= Peritus =

Invited expert at a church council

Peritus (Latin for "expert"; plural periti) is the title given to Roman Catholic theologians attending an ecumenical council to give advice. At the Second Vatican Council (also known as 'Vatican II'), some periti accompanied individual bishops or groups of bishops from various countries. Others were formally appointed advisers to the whole Council.

The periti of Vatican II, although their official status designated them as at the service of the council, were most often at the service of one of the two major currents which were counterposed at the Council: on the one hand, on the side of reforms in the church (in favor of ideas such as acceptance of religious freedom, revision of church–state relations, reassessment of relations with other religions); or, on the other hand, on the side of the 'traditionalists', who generally did not support changes to doctrine or to the ways in which the Church engaged in and with the world.
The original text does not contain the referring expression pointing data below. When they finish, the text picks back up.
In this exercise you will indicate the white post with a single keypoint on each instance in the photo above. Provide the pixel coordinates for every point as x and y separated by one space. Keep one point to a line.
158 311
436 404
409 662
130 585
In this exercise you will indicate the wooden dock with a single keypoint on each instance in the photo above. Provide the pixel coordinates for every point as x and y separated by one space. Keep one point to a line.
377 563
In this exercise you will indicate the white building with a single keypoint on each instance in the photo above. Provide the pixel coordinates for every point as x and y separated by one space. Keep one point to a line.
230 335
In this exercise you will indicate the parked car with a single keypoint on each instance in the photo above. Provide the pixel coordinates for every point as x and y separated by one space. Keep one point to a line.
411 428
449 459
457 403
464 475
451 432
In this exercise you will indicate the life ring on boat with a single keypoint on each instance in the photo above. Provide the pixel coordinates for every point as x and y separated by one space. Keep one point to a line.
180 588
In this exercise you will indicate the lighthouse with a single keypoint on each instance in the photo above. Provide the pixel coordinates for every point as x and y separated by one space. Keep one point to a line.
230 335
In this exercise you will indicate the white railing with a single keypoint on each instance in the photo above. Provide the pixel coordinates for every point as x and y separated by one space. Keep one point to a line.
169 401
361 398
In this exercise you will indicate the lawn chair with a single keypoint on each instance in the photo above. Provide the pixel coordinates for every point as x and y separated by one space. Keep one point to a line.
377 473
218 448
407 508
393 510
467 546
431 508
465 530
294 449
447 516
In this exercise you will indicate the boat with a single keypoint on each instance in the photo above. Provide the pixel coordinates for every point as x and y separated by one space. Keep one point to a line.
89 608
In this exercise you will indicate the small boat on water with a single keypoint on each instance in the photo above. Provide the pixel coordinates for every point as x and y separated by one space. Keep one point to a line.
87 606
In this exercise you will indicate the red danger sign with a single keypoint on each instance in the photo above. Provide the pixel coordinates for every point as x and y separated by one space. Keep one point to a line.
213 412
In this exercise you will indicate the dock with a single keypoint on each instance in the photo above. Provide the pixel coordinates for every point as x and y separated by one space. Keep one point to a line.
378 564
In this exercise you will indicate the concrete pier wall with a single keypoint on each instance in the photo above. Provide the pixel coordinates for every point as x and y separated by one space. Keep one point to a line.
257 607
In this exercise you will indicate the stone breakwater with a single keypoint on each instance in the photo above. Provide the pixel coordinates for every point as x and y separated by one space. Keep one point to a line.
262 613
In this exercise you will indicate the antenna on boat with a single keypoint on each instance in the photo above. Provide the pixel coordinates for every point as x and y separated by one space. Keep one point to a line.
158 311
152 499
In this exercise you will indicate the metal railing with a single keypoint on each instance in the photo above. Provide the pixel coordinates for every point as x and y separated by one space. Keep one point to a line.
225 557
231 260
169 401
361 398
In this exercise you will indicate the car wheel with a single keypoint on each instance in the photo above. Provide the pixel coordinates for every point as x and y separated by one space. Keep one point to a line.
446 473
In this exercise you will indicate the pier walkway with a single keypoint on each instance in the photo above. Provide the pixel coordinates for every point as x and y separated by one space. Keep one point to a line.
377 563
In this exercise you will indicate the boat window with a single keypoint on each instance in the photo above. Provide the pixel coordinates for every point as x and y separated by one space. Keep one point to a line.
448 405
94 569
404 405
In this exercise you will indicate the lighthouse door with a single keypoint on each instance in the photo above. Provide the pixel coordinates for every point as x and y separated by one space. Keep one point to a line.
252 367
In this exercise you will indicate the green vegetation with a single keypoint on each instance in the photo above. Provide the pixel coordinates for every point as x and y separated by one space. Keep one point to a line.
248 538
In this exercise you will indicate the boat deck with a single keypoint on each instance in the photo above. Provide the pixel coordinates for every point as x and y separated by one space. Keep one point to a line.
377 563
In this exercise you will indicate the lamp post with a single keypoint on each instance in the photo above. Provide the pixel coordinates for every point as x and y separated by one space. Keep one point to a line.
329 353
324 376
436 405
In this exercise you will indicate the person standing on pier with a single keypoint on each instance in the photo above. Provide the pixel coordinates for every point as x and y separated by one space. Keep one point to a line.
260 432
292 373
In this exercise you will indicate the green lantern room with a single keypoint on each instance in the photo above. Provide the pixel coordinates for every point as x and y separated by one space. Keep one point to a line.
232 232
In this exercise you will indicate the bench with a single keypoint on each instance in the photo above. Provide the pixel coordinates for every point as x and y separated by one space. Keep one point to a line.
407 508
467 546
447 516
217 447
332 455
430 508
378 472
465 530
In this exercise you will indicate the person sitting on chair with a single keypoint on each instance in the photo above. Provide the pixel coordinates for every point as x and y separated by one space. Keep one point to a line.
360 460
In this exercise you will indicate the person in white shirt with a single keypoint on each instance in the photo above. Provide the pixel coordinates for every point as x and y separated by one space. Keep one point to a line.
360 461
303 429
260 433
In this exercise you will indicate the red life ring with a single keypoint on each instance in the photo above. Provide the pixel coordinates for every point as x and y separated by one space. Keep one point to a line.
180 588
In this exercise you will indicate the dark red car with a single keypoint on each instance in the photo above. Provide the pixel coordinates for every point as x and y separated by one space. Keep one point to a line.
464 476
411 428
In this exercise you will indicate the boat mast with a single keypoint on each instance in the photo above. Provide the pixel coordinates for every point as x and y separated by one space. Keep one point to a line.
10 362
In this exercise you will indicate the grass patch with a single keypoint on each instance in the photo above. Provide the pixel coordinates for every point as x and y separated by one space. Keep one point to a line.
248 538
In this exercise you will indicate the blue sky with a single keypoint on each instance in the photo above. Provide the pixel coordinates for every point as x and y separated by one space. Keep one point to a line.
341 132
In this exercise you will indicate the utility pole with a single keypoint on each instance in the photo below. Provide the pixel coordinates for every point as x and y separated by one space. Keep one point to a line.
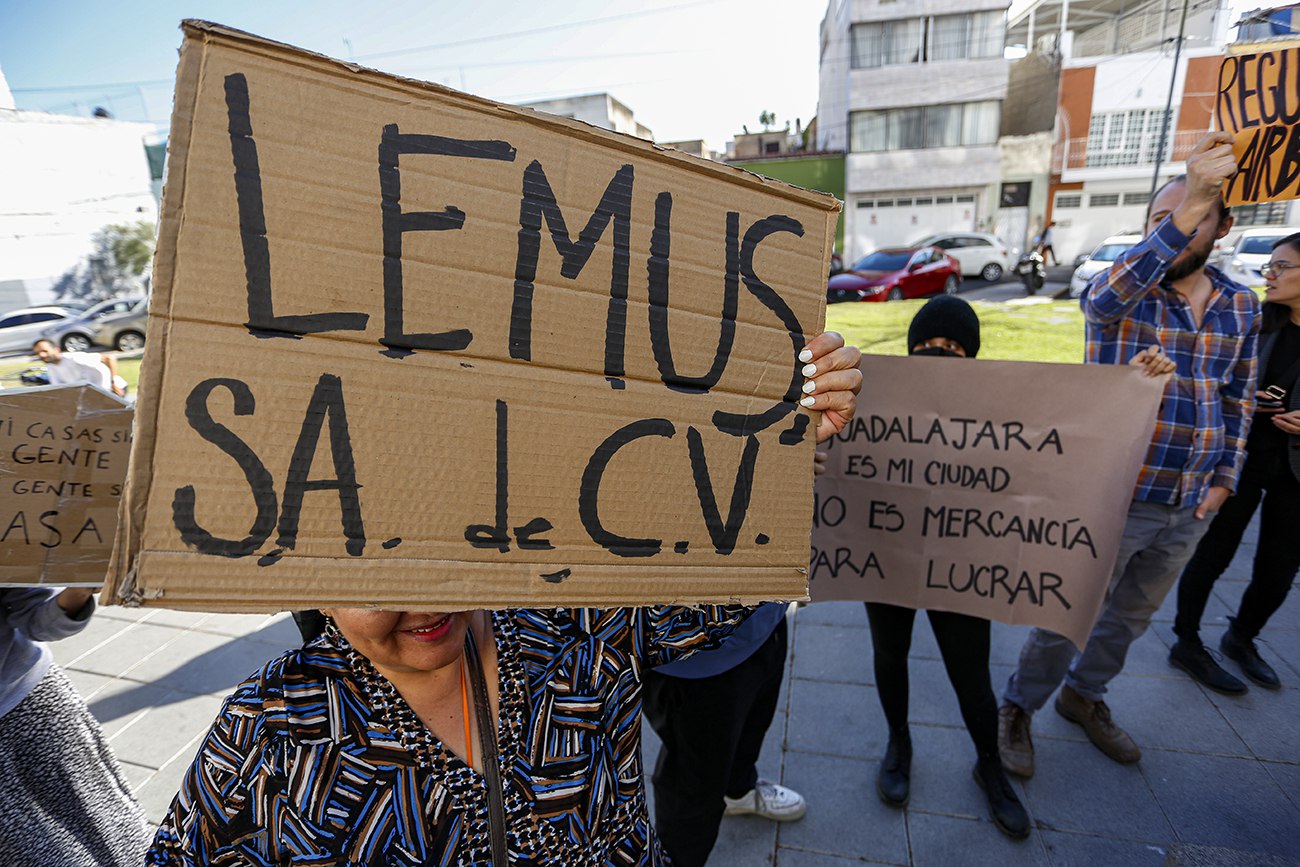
1169 100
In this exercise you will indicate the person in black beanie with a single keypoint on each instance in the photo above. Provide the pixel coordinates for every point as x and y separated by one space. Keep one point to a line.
947 325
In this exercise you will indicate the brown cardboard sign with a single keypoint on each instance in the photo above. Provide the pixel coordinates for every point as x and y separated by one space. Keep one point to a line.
996 489
415 349
65 450
1259 102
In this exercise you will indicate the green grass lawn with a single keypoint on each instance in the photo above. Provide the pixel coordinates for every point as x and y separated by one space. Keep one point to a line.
1039 330
129 368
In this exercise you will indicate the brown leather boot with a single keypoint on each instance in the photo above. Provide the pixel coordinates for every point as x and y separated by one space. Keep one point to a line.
1095 719
1014 745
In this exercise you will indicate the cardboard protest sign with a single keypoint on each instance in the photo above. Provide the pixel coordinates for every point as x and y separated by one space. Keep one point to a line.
1259 102
415 349
996 489
65 450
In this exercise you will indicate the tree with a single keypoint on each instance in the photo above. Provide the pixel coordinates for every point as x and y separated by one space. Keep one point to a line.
120 261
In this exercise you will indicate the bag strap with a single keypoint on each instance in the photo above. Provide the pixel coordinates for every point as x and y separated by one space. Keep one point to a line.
490 758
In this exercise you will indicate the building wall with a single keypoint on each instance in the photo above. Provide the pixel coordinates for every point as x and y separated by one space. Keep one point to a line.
597 109
61 181
896 196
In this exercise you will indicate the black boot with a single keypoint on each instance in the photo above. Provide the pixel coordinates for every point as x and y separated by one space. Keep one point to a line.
893 780
1242 650
1004 807
1197 662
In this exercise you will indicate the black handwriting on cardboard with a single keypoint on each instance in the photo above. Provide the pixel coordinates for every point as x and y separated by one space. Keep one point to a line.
326 402
17 530
537 204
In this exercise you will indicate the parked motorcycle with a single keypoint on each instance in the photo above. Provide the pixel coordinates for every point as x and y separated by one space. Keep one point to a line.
1032 271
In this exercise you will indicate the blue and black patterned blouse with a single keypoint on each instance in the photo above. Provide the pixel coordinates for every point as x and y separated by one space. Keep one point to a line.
317 761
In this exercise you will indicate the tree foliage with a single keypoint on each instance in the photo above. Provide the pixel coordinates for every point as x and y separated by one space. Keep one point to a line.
120 263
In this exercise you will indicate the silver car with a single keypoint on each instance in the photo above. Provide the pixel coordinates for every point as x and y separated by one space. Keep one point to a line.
77 333
124 332
24 326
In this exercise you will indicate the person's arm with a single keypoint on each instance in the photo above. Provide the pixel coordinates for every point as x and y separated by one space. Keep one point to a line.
47 614
1238 399
1113 293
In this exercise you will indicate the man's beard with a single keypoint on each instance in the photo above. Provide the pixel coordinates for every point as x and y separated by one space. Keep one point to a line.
1182 268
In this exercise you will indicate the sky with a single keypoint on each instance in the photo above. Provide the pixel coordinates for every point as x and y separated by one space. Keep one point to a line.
687 68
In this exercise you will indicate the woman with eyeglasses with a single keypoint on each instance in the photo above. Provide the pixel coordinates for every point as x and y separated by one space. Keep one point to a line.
1272 476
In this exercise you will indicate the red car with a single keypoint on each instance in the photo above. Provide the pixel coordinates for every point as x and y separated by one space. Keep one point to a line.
896 273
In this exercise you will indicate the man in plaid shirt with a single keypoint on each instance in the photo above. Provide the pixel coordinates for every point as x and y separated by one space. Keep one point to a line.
1158 295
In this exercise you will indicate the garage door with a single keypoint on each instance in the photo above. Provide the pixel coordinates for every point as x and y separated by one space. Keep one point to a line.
901 220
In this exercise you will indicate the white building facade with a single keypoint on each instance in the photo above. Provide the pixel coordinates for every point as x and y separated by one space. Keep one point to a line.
63 180
913 91
597 109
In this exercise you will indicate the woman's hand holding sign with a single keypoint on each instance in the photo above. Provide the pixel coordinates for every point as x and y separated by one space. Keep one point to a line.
833 381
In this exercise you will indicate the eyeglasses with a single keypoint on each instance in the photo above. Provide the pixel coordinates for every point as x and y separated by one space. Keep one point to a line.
1274 269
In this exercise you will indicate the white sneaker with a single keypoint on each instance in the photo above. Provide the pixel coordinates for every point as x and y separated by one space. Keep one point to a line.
770 801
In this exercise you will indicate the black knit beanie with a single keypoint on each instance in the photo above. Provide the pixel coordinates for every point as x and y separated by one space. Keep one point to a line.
945 316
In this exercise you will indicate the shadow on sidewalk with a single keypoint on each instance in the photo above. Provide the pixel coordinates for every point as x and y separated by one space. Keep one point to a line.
216 671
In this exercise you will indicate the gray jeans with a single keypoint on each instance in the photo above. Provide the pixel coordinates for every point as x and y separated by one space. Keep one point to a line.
1157 543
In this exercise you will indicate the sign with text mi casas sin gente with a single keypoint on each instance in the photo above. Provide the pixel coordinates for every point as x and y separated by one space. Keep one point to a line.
65 451
996 489
415 349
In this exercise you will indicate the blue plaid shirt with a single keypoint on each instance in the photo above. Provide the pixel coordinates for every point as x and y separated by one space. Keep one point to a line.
1205 414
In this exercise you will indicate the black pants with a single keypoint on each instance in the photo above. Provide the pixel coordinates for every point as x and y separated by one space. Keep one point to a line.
1277 556
713 729
963 645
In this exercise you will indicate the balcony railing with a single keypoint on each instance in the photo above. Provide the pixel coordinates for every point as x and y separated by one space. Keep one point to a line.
1075 154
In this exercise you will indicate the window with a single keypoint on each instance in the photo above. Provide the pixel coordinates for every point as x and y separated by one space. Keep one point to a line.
943 125
885 43
966 35
902 129
930 39
1125 138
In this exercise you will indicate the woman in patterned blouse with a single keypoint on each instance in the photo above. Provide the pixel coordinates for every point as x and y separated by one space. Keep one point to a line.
363 746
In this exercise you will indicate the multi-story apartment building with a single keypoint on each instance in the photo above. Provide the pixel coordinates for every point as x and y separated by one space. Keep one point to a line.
597 109
1117 68
913 91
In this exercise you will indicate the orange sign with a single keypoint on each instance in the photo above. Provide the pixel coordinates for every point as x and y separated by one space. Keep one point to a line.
1259 102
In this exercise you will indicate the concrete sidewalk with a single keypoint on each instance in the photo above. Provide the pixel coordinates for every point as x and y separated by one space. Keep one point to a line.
1216 771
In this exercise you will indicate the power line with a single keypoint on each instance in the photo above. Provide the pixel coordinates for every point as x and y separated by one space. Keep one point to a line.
532 31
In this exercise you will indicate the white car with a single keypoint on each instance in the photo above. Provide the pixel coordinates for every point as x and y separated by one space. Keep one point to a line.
980 255
1099 260
21 328
1253 247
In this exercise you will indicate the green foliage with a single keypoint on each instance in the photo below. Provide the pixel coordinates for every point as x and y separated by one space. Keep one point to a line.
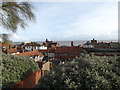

This latter grouping espoused a continuing clash of Catholicism with certain other institutions and more 'modern' ideas and parts of society seen as problematic, as had been seen since at least the Councils of Trent and Vatican I (this was especially true for the experts close to the major grouping of traditionalists for Vatican II, Coetus Internationalis Patrum (Group of International Fathers)).

A leading reform-minded peritus, Fr (later Cardinal) Yves Congar served as a consultant to the council upon the invitation of Pope John XXIII, but was hired as personal and expert theologian (peritus) at the council to Bishop Jean-Julien Weber of Strasbourg. This allowed him to attend all the general sessions and participate in discussions of any Commission to which he was invited.

Periti from the United States at Vatican II were numerous. Altogether 109 US theologian experts were recognised over the four sessions of the Council.